Stevens has said during the junket for the series that he asked Beckham about the deal but decided the answer “wasn’t brilliant enough to put in the film… nothing was going to change”.
But it was a question Beckham couldn’t avoid on the red carpet. Speaking to Sky News the longtime icon for the gay community insisted his team had done their “homework” on life for gay people in Qatar.
Beckham also claimed he had “conversations” with the LGBTQ+ people at the World Cup who said that they “had enjoyed the games and… felt it was the safest World Cup they’d had for a long time”.
Chris Paouros, co-chair of Proud Lilywhites, the official Tottenham Hotspur LGBTQ+ Supporters’ Association, told Tortoise: “We all loved David Beckham but it’s just disappointing… [LGBTQ+] people may have had a perfectly nice time, but for me that was uncomfortable. I knew it was a facade. If I lived in Qatar I would have to hide, like our Qatari siblings have to”.

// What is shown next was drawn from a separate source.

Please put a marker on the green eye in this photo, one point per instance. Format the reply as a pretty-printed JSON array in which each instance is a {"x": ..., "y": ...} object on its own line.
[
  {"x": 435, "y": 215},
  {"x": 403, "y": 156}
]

Dr Nas Mohamed, who became the first Qatari to publicly come out as gay, accused Beckham ahead of the World Cup of “stamping out hope” for the LGBTQ+ community in Qatar. Nas said Beckham was guilty of “taking money and looking the other way”.
A Human Rights Watch report found last year that Qatar Preventative Security Department forces arbitrarily arrested LGBTQ+ people and subjected them to ill-treatment in detention as the country prepared to host the tournament.